«Общество непоколебимых» утверждало, что за год войны Бристоль успел истечь кровью, тем более что виги в парламенте представлены красноречивым ирландцем и немногословным американцем. Настроения резко переменились, горожане пали духом. Пора покончить с войной в стране, расположенной за три тысячи миль от родины, старые связи изжили себя, пора заняться новыми делами, причем как подобает! И пусть мятежники катятся ко всем чертям!

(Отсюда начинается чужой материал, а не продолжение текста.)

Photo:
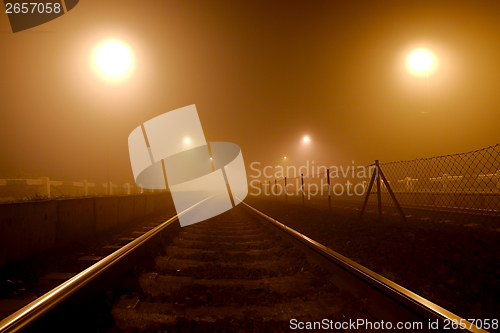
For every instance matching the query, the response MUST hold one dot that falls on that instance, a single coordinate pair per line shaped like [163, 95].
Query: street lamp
[422, 62]
[113, 61]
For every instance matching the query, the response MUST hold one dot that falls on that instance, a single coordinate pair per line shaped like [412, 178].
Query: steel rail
[39, 307]
[402, 295]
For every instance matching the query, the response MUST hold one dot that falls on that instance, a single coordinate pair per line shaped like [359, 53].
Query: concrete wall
[26, 227]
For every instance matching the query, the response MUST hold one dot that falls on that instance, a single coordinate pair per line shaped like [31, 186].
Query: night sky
[263, 74]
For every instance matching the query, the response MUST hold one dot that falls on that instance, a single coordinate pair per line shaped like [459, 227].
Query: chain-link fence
[453, 187]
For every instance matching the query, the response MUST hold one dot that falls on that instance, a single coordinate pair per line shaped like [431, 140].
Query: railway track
[241, 271]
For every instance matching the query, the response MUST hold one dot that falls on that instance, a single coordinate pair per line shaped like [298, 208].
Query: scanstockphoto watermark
[310, 180]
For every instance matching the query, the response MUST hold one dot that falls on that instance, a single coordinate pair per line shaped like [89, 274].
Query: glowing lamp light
[421, 62]
[114, 58]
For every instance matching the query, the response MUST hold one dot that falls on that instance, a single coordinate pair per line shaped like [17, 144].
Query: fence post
[379, 194]
[302, 178]
[275, 186]
[46, 186]
[329, 196]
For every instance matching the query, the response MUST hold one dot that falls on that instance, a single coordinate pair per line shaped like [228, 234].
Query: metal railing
[47, 188]
[467, 184]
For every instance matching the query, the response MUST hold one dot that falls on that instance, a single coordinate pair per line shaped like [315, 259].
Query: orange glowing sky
[263, 74]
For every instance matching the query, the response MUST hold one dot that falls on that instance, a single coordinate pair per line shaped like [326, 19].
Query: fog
[262, 75]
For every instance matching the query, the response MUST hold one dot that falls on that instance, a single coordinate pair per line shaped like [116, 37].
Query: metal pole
[392, 195]
[286, 197]
[367, 196]
[302, 178]
[329, 196]
[379, 194]
[276, 191]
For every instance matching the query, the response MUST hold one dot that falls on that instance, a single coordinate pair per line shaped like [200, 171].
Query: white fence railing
[45, 186]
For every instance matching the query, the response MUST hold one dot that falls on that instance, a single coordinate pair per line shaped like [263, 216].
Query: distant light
[420, 60]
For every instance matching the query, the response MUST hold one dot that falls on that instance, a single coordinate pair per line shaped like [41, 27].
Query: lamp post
[421, 62]
[113, 62]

Ночью шестнадцатого января, во время отлива, кто-то поджег корабль «Саванна Ла-Мар», готовый отправиться с грузом на Ямайку, а покамест стоящий у большого причала, неподалеку от гавани Старого Ника. Судно обмазали смолой, маслом и скипидаром, и спасти его удалось только чудом; к тому времени, как двое городских пожарных прибыли с сорокагаллонной бочкой воды, несколько сотен матросов и портовых рабочих уже потушили пламя, к счастью, не успевшее нанести кораблю серьезный ущерб.
Утром портовые власти и полиция обнаружили, что корабли «Слава» и «Гиберния», стоящие к югу и к северу от «Саванны Ла-Мар», тоже были обмазаны горючими веществами и подожжены. Непостижимым образом оба судна не загорелись.
— Измена в Бристоле! Мог загореться весь порт, доки, а затем и город! — взволнованно объявил Дик Ричарду, едва вернувшись с пристани, где произошел поджог. — Да еще во время отлива! Ничто не могло помешать пламени перекинуться на соседние суда. Господи, Ричард, это было бы страшнее большого лондонского пожара! — И он вздрогнул.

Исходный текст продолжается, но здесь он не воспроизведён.